[ Home ]
Tagging and the Semantic Web
Tagging
Tagging, i.e. on-the-fly user generated keyword categorization looks like it is becoming the standard way to categorize weblog content, replacing things like fixed pre-set categories. In other words items are categorized at the point of posting, at the level of individual posts rather than according to a pre-existing taxonomy.
Linkblogging and bookmarking
In addition it looks like the there is an intersection between bookmarking and weblogging, where ‘link blogging’, the process of creating content that is a link to a site with a short comment, rather than a full length blog post, is possibly better handled through a dedicated bookmarking system such as Del.icio.us or Wists posting to a blog via standard API’s while adding to a shared directory in parallel.
RSS and metadata.
RSS 1.0 and 2.0 extend the notion of the earliest versions of RSS as a means to syndicate simple headlines and links with extensible modules, allowing for any metadata to be syndicated through RSS.
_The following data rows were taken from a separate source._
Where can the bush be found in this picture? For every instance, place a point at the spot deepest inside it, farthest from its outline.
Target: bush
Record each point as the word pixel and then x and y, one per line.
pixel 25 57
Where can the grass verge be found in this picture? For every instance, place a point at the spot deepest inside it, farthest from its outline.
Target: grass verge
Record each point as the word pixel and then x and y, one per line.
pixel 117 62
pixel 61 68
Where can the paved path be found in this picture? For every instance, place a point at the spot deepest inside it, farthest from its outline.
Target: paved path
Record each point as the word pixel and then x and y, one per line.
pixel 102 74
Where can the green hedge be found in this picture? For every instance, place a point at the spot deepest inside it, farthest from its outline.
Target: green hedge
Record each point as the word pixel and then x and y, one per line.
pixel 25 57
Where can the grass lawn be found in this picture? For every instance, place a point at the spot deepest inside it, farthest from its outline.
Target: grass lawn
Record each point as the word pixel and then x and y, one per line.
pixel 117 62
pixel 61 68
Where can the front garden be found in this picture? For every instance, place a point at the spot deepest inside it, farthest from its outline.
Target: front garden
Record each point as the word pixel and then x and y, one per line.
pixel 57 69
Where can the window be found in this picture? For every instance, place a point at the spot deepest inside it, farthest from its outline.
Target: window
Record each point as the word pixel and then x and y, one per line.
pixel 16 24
Despite the fact that RSS has been around for nearly 10 years and that extending RSS via modules has been around for 5, there is not a single RSS aggregator that can read a new RSS module or extension, on-the-fly, allow for results to be filtered by this metadata and display it correctly. Although this sounds complicated, it need not be – an example would be addition of a tag called price - allowing a user to show items from product RSS feeds within a specific price range. This is clearly the future of RSS.
On the publisher side, one of the reasons why modules are not cropping up everywhere is that there are no simple tools for people to create RSS modules. At the moment people have to sit down and agree on a module and draft a spec. For example here is one that I worked on that is used for biographical information: http://vocab.org/bio/0.1/
Top down vs bottom up.
RSS itself is a grassroots phenomenon, an example of a standard that has reached widespread adoption from grassroots involvement by the developer community, rather than a standards organization. Tagging is also a grassroots phenomenon, but even more so – it is available to end users rather than developers and so is truly a bottom up system of user community classification. In light of this, perhaps there is something to be done to make the process of adding metadata to RSS a real community driven, bottom up, activity, by placing the right tools in the hands of end users.
The Semantic Web.
Tim Berners Lee, the inventor of the web, has long been a champion of the Semantic Web, which he saw as the next major development in the use of the web. The idea of the Semantic Web is that by defining how meaning is encoded within documents and applications on the web, underlying meaning could be extracted automatically by computers linking pieces of meaning together, allowing for all sorts of new uses of the web. At its core this involves defining a data model that defines meaning and links it to things, which on the web are URLs, or more generally URIs. The model for how this information is laid out mirrors everyday language, where sentences consist of subject, predicates and objects – triples. The web is defined as a graph – a spiders web of interconnected points, nodes, with interconnecting relationships, edges. The Semantic Web defines the data model, RDF, for how the web, becomes an edge labeled graph of meaning. This data model is very simple, but beyond the data model, syntaxes needed to be defined as to how to implement it. The most widely known syntax for RDF is in XML and is the on used by the original version of RSS at Netscape and also RSS 1.0. Some of the elements of modularity of RDF are also present in RSS 2.0. The problem is that the XML RDF syntax is tricky and difficult for end users to understand, and so that is an impediment to people creating Semantic Web style metadata extensions to RSS.
The semantic web.
Recently people have been talking about the ‘lower case’ semantic web, where some of the ideas and aims of the semantic web are achieved without dependence on some of the standards that were part of the wider Semantic Web initiative.
Tagging and semantics
When you tag an item with a keyword such as “turkey”. what you are implicitly saying is “category=turkey”. The problem with this is that sometimes “category” is not enough context for a tag. Meaning always requires context. Wists allows you to label the context of a tag with anything (where the default is implicitly “category”). In the above example you could label something as “food=turkey” or “country=turkey”. These groups of tags, “metatags” allow you to indicate the context of a tag and give tags greater meaning and less ambiguity. Popular metatags that people have already created include location= for places and fav= for people’s favorite movies and books etc.
By allowing people to create metatags and attaching these metatags to their own ‘namespace’ you allow for the possibility of formally defining groups of metatags as an RSS module for a specific industry. In theory one can create a marketplace for RSS modules where the people creating the modules need not know or care about the technicalities of what this means. In other words if people involved in apartment rentals start to tags things in the following manner: rooms=3 square_feet=2000 monthly_rent=2000 etc., one has the beginnings of something that could be formalized as a standard module for apartment rentals with elements defined in a standard namespace.
It is possible that these early steps in grass roots classification via tagging could evolve into something more along the lines of what the original aims of the semantic web promised.